Closed Chilluminati91 closed 1 month ago
@AznamirWoW you're the expert on this
I don't see much improvement from this method. It just makes non-silent chunks a bit larger and includes some silence.
Current method at the top, the proposed method is at the bottom.
Ran a test on a larger 45 min audio file. Both old and new methods produce the same number (61) of chunks, so no improvement here either.
X:\ApplioV3.2.6>split.py intervals: [(0, 236000), (238800, 1268000), (1266800, 3400000), (3400800, 4516000), (4516800, 4706000), (4704800, 4896000), (4894800, 5330000), (5328800, 5364000), (5370800, 5928000), (5924800, 10084000), (10080800, 10258000), (10256800, 13770000), (13766800, 13988000), (13984800, 15528000), (15524800, 15764000), (15760800, 16228000), (16224800, 16992000), (16988800, 17506000), (17504800, 17940000), (17936800, 18262000), (18260800, 18830000), (18826800, 19454000), (19452800, 20368000), (20366800, 20926000), (20922800, 21380000), (21380800, 22820000), (22816800, 23532000), (23528800, 23562000), (23558800, 23566000), (23564800, 23648000), (23644800, 23720000), (23716800, 24096000), (24094800, 25894000), (25890800, 25924000), (25920800, 26092000), (26088800, 26188000), (26188800, 26530000), (26528800, 26542000), (26542800, 27740000), (27744800, 27922000), (27918800, 27928000), (27924800, 27986000), (27982800, 28996000), (28996800, 30042000), (30038800, 30130000), (30126800, 30560000), (30556800, 31096000), (31092800, 31128000), (31126800, 31168000), (31168800, 31212000), (31210800, 32040000), (32038800, 32402000), (32400800, 32704000), (32702800, 34668000), (34668800, 34984000), (34980800, 35600000), (35604800, 36846000), (36842800, 37176000), (37172800, 38908000), (38906800, 39608000), (39606800, 40078000), (40074800, 42793634)]

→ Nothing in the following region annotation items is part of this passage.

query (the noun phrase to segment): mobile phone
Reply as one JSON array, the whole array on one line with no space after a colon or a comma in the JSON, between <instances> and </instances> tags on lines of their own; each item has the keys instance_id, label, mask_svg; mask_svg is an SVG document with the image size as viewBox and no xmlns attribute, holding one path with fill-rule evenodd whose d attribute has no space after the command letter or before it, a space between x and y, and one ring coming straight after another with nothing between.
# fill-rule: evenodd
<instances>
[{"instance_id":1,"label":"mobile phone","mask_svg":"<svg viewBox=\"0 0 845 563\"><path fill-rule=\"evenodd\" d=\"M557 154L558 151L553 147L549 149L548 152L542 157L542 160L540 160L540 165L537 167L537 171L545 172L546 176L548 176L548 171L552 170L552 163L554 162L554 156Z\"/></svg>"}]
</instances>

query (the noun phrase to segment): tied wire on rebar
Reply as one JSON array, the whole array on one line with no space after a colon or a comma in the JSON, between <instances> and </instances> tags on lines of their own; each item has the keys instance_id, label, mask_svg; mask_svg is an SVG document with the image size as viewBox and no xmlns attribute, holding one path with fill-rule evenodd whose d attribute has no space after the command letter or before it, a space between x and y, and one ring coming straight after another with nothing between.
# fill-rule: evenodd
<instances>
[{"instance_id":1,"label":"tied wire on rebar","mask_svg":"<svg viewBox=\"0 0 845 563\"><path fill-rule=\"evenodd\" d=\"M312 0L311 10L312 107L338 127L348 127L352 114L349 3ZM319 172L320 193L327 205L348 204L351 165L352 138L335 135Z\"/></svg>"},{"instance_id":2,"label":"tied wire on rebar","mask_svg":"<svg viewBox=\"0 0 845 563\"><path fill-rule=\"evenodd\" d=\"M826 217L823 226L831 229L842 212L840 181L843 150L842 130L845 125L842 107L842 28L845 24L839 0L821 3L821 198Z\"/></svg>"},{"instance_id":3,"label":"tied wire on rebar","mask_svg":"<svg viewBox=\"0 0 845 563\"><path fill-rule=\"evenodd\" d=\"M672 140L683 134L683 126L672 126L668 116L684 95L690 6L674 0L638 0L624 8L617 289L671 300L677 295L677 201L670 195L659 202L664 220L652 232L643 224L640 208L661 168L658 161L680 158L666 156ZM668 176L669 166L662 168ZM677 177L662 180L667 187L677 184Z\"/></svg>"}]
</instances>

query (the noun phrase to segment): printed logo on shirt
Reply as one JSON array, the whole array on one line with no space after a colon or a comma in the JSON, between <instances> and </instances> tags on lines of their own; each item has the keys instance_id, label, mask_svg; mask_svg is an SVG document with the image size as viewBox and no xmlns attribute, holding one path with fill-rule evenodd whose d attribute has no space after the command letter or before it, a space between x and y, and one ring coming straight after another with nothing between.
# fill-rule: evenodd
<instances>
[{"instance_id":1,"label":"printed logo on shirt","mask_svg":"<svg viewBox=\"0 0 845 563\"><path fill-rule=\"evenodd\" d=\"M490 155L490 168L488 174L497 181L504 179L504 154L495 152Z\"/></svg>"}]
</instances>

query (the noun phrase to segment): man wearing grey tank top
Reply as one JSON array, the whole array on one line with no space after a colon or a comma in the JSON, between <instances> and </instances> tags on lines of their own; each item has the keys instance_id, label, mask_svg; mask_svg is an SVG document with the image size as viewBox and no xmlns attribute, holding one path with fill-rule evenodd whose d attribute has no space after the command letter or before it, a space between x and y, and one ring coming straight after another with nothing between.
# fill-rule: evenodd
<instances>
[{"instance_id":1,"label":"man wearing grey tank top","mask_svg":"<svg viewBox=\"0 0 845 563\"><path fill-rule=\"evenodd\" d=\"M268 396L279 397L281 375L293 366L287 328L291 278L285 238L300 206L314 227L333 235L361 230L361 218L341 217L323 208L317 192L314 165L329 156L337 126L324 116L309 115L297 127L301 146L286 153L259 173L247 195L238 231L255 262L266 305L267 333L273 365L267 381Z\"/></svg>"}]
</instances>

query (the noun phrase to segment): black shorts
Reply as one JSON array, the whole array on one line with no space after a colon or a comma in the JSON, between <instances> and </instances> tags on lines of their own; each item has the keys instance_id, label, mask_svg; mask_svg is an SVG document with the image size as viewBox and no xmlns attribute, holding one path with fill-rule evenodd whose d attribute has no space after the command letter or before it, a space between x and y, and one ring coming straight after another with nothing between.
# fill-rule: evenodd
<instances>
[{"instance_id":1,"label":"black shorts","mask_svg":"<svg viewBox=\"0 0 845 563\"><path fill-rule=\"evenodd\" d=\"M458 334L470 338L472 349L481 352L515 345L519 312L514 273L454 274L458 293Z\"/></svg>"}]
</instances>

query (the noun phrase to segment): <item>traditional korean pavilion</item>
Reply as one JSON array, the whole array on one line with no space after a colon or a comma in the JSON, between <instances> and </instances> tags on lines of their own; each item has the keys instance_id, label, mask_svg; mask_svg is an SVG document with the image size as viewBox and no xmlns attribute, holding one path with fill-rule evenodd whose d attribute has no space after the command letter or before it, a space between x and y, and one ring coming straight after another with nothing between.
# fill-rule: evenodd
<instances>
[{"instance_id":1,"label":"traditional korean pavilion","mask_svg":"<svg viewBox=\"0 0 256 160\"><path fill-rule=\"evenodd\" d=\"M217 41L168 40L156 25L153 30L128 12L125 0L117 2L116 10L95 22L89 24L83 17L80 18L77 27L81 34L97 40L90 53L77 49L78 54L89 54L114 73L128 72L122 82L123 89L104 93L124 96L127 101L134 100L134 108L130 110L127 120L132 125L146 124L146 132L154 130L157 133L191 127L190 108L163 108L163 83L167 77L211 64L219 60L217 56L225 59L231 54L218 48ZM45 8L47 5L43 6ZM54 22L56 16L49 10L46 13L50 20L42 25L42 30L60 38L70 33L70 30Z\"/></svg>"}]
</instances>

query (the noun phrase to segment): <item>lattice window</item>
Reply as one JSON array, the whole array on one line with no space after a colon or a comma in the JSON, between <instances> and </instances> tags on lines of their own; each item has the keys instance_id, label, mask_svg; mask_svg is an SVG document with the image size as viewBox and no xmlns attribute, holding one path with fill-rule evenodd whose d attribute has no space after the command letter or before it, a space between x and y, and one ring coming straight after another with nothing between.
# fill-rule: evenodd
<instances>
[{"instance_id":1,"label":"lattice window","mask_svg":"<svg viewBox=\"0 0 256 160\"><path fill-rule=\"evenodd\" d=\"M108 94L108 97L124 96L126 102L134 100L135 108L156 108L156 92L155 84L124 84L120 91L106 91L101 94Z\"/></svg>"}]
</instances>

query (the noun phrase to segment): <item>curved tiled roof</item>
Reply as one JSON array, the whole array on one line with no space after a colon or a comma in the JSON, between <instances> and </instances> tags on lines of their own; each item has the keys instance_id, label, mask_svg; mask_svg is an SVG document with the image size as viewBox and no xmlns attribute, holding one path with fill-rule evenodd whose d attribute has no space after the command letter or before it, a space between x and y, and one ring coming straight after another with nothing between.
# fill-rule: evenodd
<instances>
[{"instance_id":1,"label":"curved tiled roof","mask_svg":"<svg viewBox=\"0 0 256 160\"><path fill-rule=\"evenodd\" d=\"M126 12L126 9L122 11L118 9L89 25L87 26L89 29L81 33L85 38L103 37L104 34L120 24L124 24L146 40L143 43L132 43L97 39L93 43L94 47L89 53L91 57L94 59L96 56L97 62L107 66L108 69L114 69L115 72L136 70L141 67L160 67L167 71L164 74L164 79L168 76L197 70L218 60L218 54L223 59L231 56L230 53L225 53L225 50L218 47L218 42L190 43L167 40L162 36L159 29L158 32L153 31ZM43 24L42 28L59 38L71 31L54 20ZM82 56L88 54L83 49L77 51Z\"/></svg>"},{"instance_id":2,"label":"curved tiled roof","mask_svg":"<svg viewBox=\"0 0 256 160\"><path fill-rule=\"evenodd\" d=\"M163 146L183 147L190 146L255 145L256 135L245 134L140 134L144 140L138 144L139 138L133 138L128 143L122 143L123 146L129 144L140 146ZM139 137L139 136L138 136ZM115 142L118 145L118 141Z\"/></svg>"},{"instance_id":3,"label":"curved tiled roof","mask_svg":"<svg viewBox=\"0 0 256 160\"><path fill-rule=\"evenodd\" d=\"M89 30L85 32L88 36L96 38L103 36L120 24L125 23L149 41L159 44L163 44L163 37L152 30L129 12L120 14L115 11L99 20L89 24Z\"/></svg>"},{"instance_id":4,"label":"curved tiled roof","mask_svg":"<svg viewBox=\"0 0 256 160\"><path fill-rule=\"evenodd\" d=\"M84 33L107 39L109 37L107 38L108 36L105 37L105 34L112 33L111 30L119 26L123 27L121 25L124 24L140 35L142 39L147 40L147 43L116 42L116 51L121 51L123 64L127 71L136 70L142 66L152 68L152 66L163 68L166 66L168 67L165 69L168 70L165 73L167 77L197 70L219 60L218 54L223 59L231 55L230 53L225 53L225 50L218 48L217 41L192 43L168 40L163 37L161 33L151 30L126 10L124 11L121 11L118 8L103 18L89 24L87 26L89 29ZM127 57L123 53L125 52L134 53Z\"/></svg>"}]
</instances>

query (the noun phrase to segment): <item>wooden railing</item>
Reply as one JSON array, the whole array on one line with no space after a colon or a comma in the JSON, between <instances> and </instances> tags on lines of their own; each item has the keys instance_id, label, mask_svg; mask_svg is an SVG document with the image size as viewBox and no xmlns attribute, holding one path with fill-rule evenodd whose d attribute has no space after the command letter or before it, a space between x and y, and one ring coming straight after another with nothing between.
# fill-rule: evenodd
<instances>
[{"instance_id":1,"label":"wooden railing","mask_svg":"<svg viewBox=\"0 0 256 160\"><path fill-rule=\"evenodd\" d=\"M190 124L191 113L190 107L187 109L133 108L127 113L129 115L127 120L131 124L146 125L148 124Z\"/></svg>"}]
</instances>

merging: (238800, 1268000) (0, 236000) duration: 2800
merging: (1266800, 3400000) (238800, 1268000) duration: -1200 Traceback (most recent call last): File "X:\ApplioV3.2.6\split.py", line 15, in
I can not showcase it right now with the change but sometimes with no lookahead you get audible clicks in the transformed waveform. If you cut into an audio signal and that cut is not at a 0 point in the waveform it is bound to happen. This could either be changed by introducing lookahead and fallof or a slight fade at each cut, but that would result in loss of data.
Check the attached files, one transformed with a slight lookahead and one transformed with the lookahead removed (original file does not click, it only occurs after inference).
To illustrate, input yellow - output purple.
I don't see the current split method splitting in the middle of the waveform.
It does not have to. It could split exactly at a 0 point and we would still have popping issues as the converted file might not start at a 0 point. Once its assembled back together the signal pops.
Anyway, your method fails on my test file and results in a negative overlap.
After some further tests, you are right this overcomplicates things just for the sake of it and adds potential errors with clip and silence lengths. A simple minimal fade before conversion and then before merging back together the clips is enough to get rid of potential clicks.
So you say a converted file may not start at 0 point and result in a click, yet you fade the audio before the conversion?
We have no influence on wether the converted audio starts at a 0 point. If we fade the audio BEFORE conversion we can minimize the propability of having the original audio with a click going through conversion. Then we fade the converted audio because we can not say for certain wether it starts with a click or not.
Once again I'd like to see a file where splitting happens at a loud enough volume to produce a click. In all my test the split happens at a very low point and after merging the converted audio back it no audible difference at the split.
The "Split Audio" option on inference tends to cut into the audio when the threshold is reached on attack and release. This adds a little lookahead and falloff so there are no more drastic cuts.